Shares in China extended losses in early trade on Friday as the country recorded its slowest quarterly growth rate since 2009, despite statements from senior regulators pledging support for private firms and companies facing liquidity problems.
The Shanghai Composite index was down 0.4 percent in early trade after touching near four-year lows on Thursday. The blue-chip CSI300 index was 0.2 percent lower.
In a move to shore up investor sentiment ahead, the governor of the People's Bank of China said on Friday that China's current equity valuations are not in line with sound economic fundamentals, and that the bank will roll out targeted measures to help ease firms' financing problems and encourage commercial banks to boost lending to private firms.

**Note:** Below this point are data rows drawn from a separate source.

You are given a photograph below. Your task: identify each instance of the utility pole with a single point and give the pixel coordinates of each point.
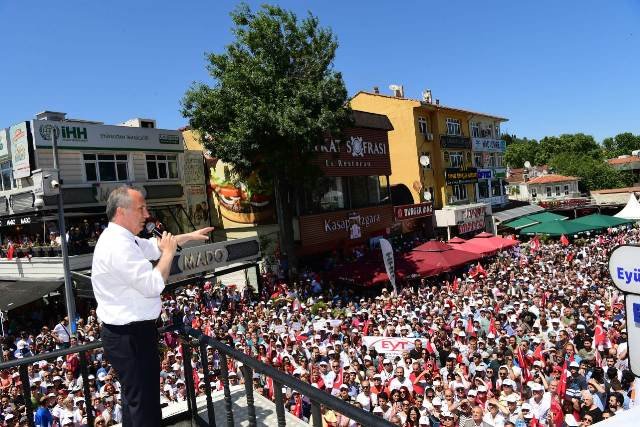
(68, 286)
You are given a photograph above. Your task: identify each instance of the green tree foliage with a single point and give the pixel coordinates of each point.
(275, 94)
(623, 143)
(595, 174)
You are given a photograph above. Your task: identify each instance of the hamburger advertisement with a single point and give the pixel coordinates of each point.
(241, 201)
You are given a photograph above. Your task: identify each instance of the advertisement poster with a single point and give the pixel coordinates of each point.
(19, 137)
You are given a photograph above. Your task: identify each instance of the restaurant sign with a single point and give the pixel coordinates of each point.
(455, 176)
(418, 210)
(488, 144)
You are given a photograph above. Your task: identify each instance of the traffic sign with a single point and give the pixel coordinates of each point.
(624, 267)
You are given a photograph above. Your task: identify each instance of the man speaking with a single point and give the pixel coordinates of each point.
(127, 288)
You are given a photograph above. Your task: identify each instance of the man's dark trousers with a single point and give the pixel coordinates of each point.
(133, 351)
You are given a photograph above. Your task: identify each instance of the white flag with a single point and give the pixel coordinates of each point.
(389, 265)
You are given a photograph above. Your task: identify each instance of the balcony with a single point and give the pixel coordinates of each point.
(455, 141)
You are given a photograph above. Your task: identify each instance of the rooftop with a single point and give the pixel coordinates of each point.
(547, 179)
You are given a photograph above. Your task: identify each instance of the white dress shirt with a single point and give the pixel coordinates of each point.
(126, 286)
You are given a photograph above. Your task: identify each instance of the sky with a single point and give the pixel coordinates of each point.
(549, 66)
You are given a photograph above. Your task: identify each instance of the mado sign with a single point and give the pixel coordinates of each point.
(624, 267)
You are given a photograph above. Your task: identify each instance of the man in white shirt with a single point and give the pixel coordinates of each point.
(127, 288)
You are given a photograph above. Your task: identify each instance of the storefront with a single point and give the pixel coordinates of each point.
(349, 205)
(465, 220)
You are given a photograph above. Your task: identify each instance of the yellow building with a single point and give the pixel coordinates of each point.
(431, 148)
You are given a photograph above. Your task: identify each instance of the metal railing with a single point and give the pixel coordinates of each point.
(189, 336)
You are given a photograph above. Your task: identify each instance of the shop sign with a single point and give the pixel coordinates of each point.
(454, 176)
(96, 136)
(4, 143)
(484, 174)
(19, 136)
(455, 141)
(418, 210)
(563, 203)
(488, 144)
(471, 226)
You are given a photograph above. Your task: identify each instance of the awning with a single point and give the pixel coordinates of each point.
(20, 292)
(509, 214)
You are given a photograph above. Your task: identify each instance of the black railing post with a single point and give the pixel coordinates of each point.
(26, 392)
(277, 393)
(247, 372)
(207, 384)
(88, 401)
(188, 377)
(316, 414)
(228, 405)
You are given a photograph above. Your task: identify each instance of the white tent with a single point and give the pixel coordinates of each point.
(632, 210)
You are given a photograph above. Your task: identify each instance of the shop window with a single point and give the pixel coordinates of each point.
(162, 166)
(8, 182)
(106, 167)
(459, 192)
(327, 195)
(483, 189)
(453, 126)
(364, 191)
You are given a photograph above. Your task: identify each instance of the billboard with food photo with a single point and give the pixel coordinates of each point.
(240, 201)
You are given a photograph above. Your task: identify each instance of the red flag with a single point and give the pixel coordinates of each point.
(562, 385)
(492, 327)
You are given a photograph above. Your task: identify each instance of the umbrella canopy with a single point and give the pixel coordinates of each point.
(433, 246)
(533, 219)
(602, 221)
(557, 228)
(631, 210)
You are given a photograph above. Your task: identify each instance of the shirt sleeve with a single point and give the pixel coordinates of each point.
(130, 267)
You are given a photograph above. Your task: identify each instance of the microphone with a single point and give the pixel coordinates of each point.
(152, 229)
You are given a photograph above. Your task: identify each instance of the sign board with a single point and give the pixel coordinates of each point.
(624, 267)
(4, 143)
(206, 258)
(93, 136)
(417, 210)
(19, 137)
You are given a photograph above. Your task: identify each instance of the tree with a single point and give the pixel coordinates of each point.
(620, 144)
(275, 95)
(594, 174)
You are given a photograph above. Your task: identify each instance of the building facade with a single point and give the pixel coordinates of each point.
(448, 156)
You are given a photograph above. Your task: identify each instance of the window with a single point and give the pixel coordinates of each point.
(475, 129)
(477, 160)
(483, 189)
(106, 167)
(162, 166)
(459, 192)
(422, 125)
(428, 156)
(364, 191)
(456, 159)
(8, 182)
(453, 126)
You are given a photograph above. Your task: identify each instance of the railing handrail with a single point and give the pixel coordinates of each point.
(359, 415)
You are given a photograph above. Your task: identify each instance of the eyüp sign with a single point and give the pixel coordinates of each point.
(624, 266)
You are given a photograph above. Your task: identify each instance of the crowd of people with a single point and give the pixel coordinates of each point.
(534, 337)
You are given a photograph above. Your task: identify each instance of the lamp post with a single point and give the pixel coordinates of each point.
(68, 289)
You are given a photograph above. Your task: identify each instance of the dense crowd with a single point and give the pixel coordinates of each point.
(534, 337)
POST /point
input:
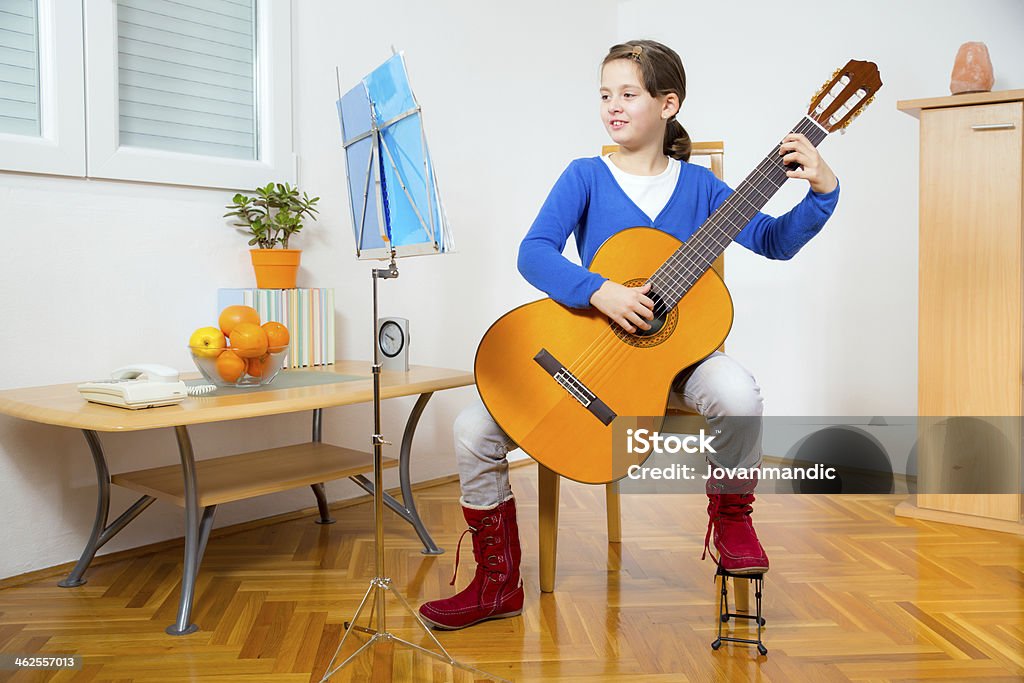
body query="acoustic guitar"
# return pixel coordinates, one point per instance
(567, 384)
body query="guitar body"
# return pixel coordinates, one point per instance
(632, 375)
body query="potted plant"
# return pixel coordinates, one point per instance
(270, 218)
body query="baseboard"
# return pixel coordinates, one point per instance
(910, 510)
(160, 546)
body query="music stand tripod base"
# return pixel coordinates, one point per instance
(724, 614)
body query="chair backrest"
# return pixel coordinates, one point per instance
(715, 152)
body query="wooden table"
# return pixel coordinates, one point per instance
(207, 483)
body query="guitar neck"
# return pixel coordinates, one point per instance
(674, 279)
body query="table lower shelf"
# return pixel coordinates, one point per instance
(248, 474)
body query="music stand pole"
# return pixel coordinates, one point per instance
(380, 585)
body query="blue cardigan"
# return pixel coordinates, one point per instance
(588, 203)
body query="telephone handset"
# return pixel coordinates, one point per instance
(137, 386)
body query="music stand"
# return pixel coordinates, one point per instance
(396, 211)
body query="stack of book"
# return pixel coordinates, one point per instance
(308, 314)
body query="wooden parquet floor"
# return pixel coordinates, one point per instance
(854, 594)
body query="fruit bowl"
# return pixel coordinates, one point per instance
(229, 367)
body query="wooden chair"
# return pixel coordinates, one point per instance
(682, 420)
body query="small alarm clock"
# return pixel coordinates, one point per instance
(392, 341)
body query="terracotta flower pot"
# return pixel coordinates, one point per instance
(275, 268)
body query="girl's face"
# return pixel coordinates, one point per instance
(632, 116)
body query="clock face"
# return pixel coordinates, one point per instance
(391, 339)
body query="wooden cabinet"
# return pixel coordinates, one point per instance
(971, 314)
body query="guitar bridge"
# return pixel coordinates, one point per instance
(574, 387)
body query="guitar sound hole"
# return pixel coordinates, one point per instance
(660, 313)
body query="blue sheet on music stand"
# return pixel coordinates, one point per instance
(399, 176)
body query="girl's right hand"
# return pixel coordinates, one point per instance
(626, 305)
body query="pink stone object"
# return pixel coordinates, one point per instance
(972, 71)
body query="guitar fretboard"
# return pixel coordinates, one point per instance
(675, 278)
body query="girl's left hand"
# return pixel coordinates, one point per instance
(796, 148)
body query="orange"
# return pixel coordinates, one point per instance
(229, 366)
(248, 340)
(231, 315)
(276, 336)
(257, 367)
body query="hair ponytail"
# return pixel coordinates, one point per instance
(677, 141)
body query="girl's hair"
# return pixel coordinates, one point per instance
(662, 71)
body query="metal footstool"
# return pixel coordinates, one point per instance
(724, 614)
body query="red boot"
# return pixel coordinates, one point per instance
(496, 591)
(729, 513)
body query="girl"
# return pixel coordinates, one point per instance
(647, 182)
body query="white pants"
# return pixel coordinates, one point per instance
(718, 388)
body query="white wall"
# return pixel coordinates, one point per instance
(833, 331)
(96, 274)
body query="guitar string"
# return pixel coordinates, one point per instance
(764, 176)
(582, 366)
(775, 171)
(773, 175)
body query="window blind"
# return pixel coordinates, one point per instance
(19, 68)
(186, 73)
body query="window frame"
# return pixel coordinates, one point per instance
(107, 159)
(59, 150)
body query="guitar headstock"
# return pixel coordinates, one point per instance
(842, 98)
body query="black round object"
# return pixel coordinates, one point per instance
(860, 462)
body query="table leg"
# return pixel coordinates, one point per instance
(196, 535)
(322, 505)
(100, 531)
(407, 509)
(318, 491)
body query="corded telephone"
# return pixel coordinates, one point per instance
(145, 385)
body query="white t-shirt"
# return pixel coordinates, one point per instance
(650, 193)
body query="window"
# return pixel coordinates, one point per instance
(194, 92)
(18, 68)
(186, 77)
(42, 113)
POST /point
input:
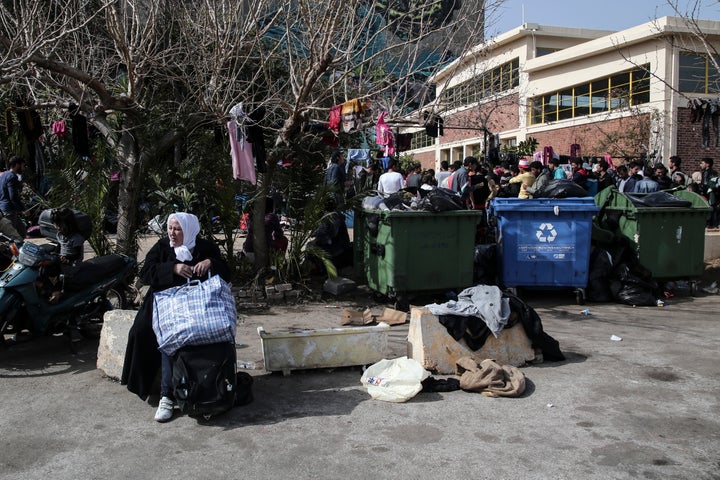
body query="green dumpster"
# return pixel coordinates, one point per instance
(669, 240)
(402, 252)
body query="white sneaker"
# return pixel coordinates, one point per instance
(165, 410)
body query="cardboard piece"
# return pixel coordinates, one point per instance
(354, 317)
(339, 285)
(392, 317)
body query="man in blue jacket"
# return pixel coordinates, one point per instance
(10, 202)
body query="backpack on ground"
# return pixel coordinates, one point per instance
(204, 379)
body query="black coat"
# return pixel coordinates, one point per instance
(142, 357)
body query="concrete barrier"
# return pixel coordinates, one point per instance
(712, 245)
(430, 344)
(113, 341)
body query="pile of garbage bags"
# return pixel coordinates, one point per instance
(435, 200)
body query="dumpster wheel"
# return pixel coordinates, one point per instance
(580, 296)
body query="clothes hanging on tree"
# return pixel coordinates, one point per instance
(403, 142)
(352, 112)
(79, 131)
(548, 153)
(384, 136)
(241, 154)
(241, 151)
(575, 150)
(335, 118)
(433, 125)
(256, 136)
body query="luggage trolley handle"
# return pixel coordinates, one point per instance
(197, 281)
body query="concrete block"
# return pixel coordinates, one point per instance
(436, 350)
(292, 295)
(324, 348)
(275, 297)
(339, 285)
(113, 341)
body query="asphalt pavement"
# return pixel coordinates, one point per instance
(645, 406)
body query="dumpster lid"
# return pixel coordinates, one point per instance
(584, 204)
(658, 199)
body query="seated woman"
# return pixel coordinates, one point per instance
(332, 236)
(170, 262)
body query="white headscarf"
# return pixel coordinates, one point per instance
(190, 227)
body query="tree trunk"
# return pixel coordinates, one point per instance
(262, 255)
(129, 157)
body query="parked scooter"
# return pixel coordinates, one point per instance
(98, 285)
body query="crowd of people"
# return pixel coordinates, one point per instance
(478, 182)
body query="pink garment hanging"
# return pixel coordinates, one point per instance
(384, 135)
(241, 154)
(575, 151)
(548, 153)
(335, 117)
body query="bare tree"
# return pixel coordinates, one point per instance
(149, 73)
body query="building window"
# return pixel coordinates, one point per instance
(618, 91)
(492, 82)
(540, 51)
(698, 74)
(421, 139)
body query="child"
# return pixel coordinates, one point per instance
(69, 237)
(71, 250)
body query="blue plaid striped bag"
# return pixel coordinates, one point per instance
(197, 313)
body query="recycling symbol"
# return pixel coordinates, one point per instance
(546, 233)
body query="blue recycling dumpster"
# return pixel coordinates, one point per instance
(544, 242)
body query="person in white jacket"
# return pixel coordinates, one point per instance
(390, 181)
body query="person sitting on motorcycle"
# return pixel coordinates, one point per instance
(69, 237)
(170, 262)
(71, 255)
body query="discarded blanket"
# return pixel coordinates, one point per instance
(474, 331)
(483, 301)
(490, 378)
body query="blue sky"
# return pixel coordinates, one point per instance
(603, 14)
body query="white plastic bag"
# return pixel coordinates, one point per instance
(396, 380)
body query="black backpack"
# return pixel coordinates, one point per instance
(204, 379)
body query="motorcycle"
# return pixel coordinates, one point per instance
(96, 286)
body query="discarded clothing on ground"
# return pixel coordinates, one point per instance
(483, 301)
(432, 384)
(490, 378)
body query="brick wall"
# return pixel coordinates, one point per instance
(595, 138)
(426, 159)
(689, 142)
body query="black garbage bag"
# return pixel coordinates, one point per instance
(399, 200)
(561, 189)
(441, 200)
(485, 264)
(631, 289)
(658, 199)
(601, 270)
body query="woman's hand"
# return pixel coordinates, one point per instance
(182, 270)
(201, 268)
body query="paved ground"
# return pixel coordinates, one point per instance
(644, 407)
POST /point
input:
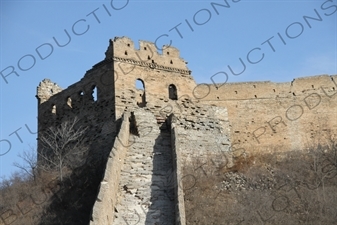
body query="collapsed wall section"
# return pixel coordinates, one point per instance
(91, 101)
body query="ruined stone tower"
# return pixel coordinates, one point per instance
(141, 138)
(138, 138)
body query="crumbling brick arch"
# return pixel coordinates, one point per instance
(173, 94)
(140, 92)
(94, 92)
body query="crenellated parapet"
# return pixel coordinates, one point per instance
(122, 49)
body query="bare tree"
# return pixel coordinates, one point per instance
(62, 146)
(30, 162)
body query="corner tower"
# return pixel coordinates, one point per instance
(158, 75)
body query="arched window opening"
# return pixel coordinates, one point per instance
(140, 91)
(94, 93)
(53, 109)
(173, 92)
(69, 102)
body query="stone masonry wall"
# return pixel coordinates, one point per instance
(178, 175)
(104, 207)
(267, 117)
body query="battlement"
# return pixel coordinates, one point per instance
(124, 48)
(267, 89)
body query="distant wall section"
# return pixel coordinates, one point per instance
(277, 116)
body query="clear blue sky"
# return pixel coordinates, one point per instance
(221, 35)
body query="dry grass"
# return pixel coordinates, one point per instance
(285, 188)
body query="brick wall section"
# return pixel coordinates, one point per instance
(178, 175)
(267, 116)
(103, 210)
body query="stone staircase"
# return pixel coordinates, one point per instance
(146, 191)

In a statement on its website on Friday morning, China's securities regulator quoted its chief as saying it would encourage funds to help resolve liquidity difficulties at listed companies caused by stock pledging, and speed up approval for mergers and acquisitions as part of efforts to boost market confidence.
Liu Shiyu, chairman of the China Securities Regulatory Commission (CSRC) also said the regulator will support the issuance of high-yield bonds and other debt products by small and medium-sized companies.
The comments from regulators came ahead of the release of China's GDP figures, which showed the economy grew 6.5 percent year-on-year in the third quarter, its weakest pace since the first quarter of 2009, amid a worsening trade war with the United States.
In Hong Kong, the Hang Seng index was down 0.8 percent and the Hong Kong China Enterprises Index lost 0.6 percent.
China's yuan inched up against the US dollar on Friday but was still set for a weekly loss.
Prior to market opening on Friday, the People's Bank of China set the midpoint rate at 6.9387 per dollar, 112 pips or 0.16 percent weaker than the previous fix 6.9275.
Friday's official guidance rate, the lowest level since Jan.4, 2017, was still fixed firmer than market expectations.
Recent rapid losses in the yuan has prompted increasing speculation whether the yuan would breach the psychologically critical 7 per dollar any time soon, given the local currency is facing double whammy of depreciation pressure amid rising Sino-US trade tensions and signs of slowing economy.
The yuan opened at 6.9391 per dollar and was changing hands at 6.9371 as of 0419 GMT, 16 pips firmer than the previous late session close.